No, Mazda no se está volviendo “Premium”, pero va en esa dirección. La CX-9 es el primer paso. El segundo es transformar toda la experiencia de compra y propiedad de sus clientes. Para llegar a esto, 2016 fue nombrado internamente como “el año de la atención al cliente”. Antes de que termine el periodo vendrá la siguiente etapa: el cambio de imagen. Mazda abandonará el corte juvenil de hasta ahora, con colores rojo, amarillo y azul en sus distribuidores, por el uso más discreto y elegante del gris, negro y plata.
En los autos esto se reforzará con el Mazda6 2017, que tendrá nuevo tablero, consola y volante y en la versión más equipada contará con sistemas de aviso de cambio involuntario de carril; asistencia contra ese cambio involuntario; faros altos automáticos y nuevo display frontal. En septiembre próximo ya estará en los distribuidores. En enero llegará la CX-9 Grand Touring, que añadirá las asistencias al conductor ya mencionadas para el Mazda6 al igual que piel de mejor calidad en los asientos, por ejemplo.

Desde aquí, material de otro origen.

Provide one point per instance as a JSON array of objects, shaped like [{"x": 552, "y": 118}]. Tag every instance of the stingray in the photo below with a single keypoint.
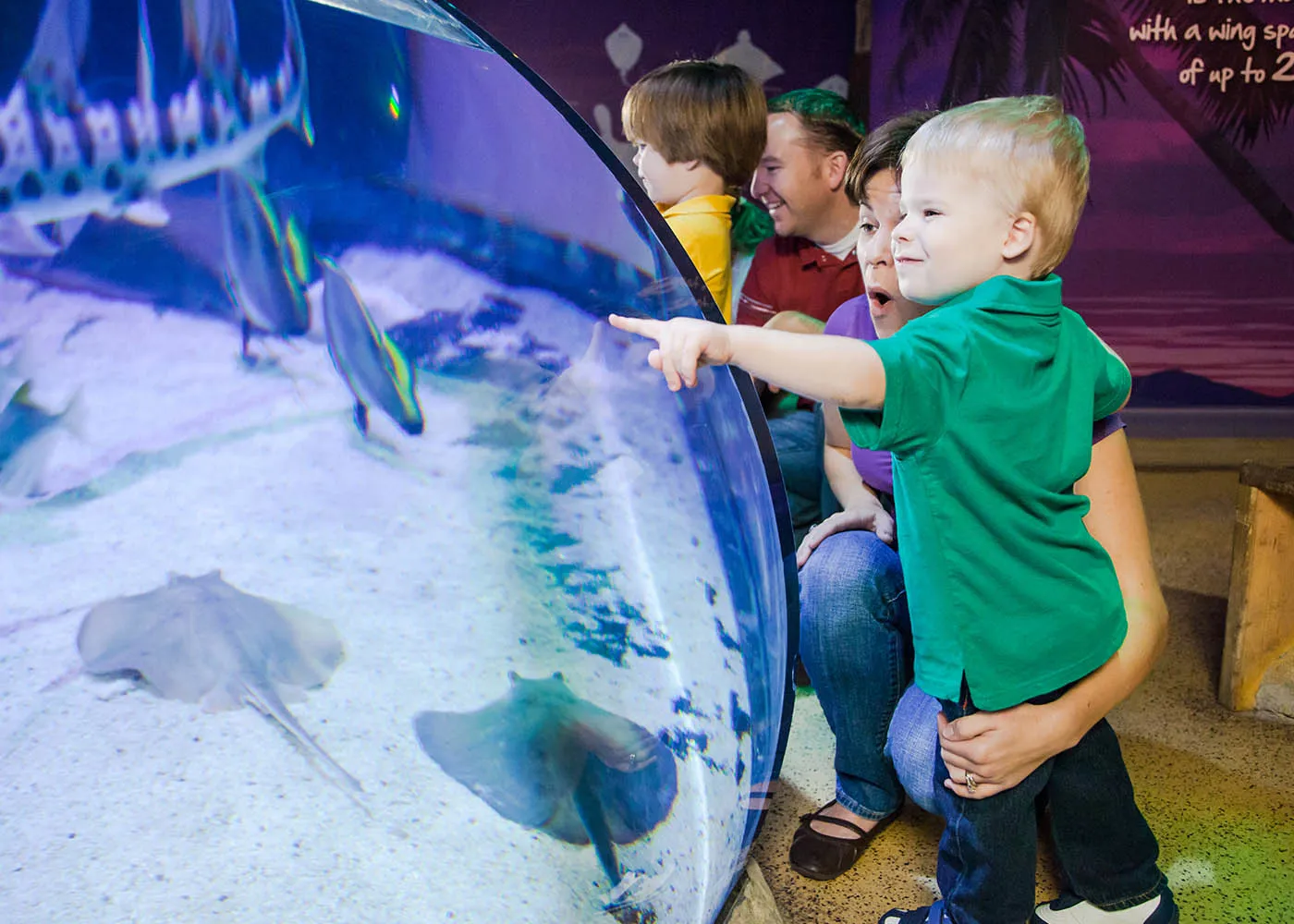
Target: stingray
[
  {"x": 201, "y": 639},
  {"x": 545, "y": 759}
]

A partir de mayo de 2017, llegará la CX-5 modelo 2018. Ese vehículo, que no tendrá cambios para el modelo 2017 que llegará en noviembre de este año, fue el primer SkyActive y será también el primero en cambiar de generación dentro de la nueva filosofía.

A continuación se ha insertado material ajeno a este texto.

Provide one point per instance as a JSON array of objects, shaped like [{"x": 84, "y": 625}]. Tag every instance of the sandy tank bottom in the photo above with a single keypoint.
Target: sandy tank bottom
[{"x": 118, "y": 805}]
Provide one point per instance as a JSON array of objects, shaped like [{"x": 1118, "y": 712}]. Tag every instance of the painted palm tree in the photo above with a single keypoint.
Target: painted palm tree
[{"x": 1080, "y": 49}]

Mazda se reinventa. De nuevo. No para vender más que otros. No para ganar una guerra de volumen. Pero para hacer que sus clientes se sientan distintos y, de alguna manera, superiores. Me gusta la idea. Ya veremos qué tan bien la ejecuta la marca nipona, porque para asumir ese papel superior, creo que falta también poner más seguridad que solo dos bolsas de aire en sus modelos básicos.